O GLOBO E O FMI
Gilson Caroni Filho (*)
Em cartaz há algumas semanas nas principais salas do país, O homem que não estava lá é uma lição de cinema. O mais novo filme dos irmãos Coen, rodado em preto e branco, é programa obrigatório para cinéfilos exigentes. Mescla melancolia, absurdo e tragicidade em estilo refinado e contundente.Vale a pena conferir.
Sem qualquer pretensão ficcional, o jornal O Globo estampava em sua primeira página do dia 22/4 uma notícia que deveria ter desdobramentos explosivos. O Fundo Monetário Internacional (FMI) e o Banco Mundial (Bird), no último dia da reunião semestral das duas instituições, alertavam o Brasil de que seu endividamento externo o deixava em situação extremamente vulnerável. Segundo o banco, somos responsáveis por 10% de toda a dívida mundial, tendo atingido US$ 237,9 bilhões em 2000, montante que equivale a 323% das exportações. "Segundo o Bird, quando esse índice supera os 220% a situação é muito grave."
Filme obrigatório
Ora, se levarmos em conta a dívida interna que, em oito anos de governo FHC, pulou de R$ 59 bilhões para R$ 615 bilhões, além das altas taxas de juros, a notícia de O Globo era a demonstração evidente de um cenário de terra arrasada. Crônica de uma quebradeira anunciada. Matéria de ampla repercussão a requerer análises de colunistas e acadêmicos. Seria interessante confrontar a opinião de diferentes correntes da teoria econômica. Ouvir as explanações de políticos da base governista e dos partidos de oposição. Em suma, aquecer o debate sobre os rumos do modelo macroeconômico.
O mesmo texto, assinado por José Meirelles Passos, correspondente do jornal em Washington, informava que "apenas o serviço da dívida consome o equivalente a 90,7% do que o país arrecada com as suas vendas externas". Ante a gravidade do quadro, aguardamos as edições seguintes dos principais jornais do eixo Rio-São Paulo. Nada. Nenhum colunista se pronunciou. A lei do silêncio imperou nas editorias de economia. De Míriam Leitão a Luís Nassif, a unanimidade dava conta de que a situação é gravíssima. Na Argentina.
Por tudo que denunciava, talvez não devêssemos estranhar os procedimentos ulteriores, mas a publicação em si. Lapso era pouco. A conhecida promiscuidade das Organizações Globo com o poder político que executa o receituário neoliberal tornava aquela página um "surto" inexplicável. Um erro editorial imperdoável. Mais que nunca era necessário exorcizar a informação disfuncional. Aquela deveria ser a "notícia que não estava lá". A mais nova produção da família Marinho, rodada em moderníssima tecnologia de impressão, deveria mesclar esquecimento, desinformação e uma aposta na cumplicidade do leitor.

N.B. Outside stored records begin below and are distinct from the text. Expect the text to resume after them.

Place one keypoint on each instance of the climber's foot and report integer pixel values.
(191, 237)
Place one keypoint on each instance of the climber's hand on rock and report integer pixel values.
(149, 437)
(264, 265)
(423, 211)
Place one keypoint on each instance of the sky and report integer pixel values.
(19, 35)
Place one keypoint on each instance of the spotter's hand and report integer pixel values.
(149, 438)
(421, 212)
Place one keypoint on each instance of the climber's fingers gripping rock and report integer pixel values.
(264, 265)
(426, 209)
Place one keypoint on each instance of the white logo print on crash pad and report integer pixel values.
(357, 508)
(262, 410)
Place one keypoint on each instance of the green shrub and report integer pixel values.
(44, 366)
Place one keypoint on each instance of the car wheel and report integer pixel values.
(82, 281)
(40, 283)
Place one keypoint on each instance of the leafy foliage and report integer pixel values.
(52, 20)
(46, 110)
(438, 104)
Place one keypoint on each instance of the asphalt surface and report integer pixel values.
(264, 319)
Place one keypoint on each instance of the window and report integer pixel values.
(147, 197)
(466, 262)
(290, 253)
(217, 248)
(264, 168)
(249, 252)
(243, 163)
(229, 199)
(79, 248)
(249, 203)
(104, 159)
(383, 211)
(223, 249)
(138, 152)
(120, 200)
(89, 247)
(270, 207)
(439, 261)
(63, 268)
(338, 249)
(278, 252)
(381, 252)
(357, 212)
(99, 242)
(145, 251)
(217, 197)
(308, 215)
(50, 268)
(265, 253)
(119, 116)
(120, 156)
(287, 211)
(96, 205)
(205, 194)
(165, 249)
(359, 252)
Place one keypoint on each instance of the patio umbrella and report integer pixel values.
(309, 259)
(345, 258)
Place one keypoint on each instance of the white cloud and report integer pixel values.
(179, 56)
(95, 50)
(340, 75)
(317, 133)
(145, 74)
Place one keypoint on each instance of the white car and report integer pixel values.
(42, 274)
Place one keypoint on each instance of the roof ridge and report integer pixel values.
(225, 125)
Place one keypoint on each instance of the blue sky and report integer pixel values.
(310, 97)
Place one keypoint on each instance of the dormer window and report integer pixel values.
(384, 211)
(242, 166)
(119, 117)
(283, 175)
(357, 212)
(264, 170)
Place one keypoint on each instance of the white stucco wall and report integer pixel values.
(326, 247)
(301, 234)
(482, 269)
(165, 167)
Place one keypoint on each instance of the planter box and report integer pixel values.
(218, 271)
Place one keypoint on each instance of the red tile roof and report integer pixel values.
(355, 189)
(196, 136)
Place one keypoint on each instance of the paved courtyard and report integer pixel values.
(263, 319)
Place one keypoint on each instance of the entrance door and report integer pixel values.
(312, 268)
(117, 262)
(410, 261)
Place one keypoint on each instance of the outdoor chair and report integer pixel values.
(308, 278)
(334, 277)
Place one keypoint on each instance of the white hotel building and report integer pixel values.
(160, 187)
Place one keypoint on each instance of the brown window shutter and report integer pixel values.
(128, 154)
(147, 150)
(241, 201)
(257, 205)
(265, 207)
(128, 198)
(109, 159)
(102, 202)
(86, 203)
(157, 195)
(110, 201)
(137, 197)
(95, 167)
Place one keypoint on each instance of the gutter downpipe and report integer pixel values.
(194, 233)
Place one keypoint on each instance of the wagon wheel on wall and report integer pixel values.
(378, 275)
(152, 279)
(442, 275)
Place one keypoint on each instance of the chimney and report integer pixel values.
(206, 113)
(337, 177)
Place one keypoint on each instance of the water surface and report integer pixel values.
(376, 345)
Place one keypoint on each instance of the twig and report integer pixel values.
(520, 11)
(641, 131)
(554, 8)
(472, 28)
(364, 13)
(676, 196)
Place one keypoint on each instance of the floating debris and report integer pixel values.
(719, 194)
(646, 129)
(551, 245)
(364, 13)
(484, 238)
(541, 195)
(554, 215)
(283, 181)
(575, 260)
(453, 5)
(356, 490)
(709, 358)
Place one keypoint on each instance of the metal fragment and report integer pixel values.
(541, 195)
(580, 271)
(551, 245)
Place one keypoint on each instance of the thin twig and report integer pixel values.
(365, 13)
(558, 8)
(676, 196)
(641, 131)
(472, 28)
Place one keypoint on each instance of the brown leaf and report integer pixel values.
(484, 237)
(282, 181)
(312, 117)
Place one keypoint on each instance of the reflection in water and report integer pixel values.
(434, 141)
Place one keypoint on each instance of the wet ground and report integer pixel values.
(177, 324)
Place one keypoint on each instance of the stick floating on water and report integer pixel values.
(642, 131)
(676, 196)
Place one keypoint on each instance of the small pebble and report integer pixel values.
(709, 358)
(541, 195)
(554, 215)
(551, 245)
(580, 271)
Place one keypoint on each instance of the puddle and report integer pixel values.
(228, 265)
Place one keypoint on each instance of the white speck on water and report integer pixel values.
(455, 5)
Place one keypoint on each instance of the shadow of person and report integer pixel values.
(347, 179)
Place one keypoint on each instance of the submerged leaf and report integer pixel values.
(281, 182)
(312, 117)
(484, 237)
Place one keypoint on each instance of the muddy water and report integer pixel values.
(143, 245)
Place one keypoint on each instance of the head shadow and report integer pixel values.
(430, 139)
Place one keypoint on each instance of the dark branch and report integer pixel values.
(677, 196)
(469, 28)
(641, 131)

Comprovação exemplar de que a lógica empresarial e os interesses da cidadania fazem um jogo de soma zero, "A notícia que não estava lá" é filmete de segunda que, por sua má qualidade, deve ser obrigatório a todo estudante de Jornalismo. Pelo menos daqueles que não pretendem fazer papel de coelho em redações que viraram cartola.
Mudança de cartaz
Mas, perguntará com razão o leitor, por que a farsa não ficou restrita a seu local de origem? Cremos que o último artigo de Alberto Dines neste Observatório, "Quem pariu a bolha das teles que a embale" [ver remissão abaixo], e a entrevista concedida por Daniel Herz a Luiz Egypto no mesmo número, "Quem são os donos da mídia no Brasil" [ver remissão abaixo], sejam muito elucidativos do que está em jogo. Mais que áulica, a imprensa se tornou sócia do modelo econômico. Denunciá-lo seria exercício público de desnudamento. Chegamos a um ponto de difícil retorno. Quem deveria fiscalizar os poderes tornou-se parte integrante da trama.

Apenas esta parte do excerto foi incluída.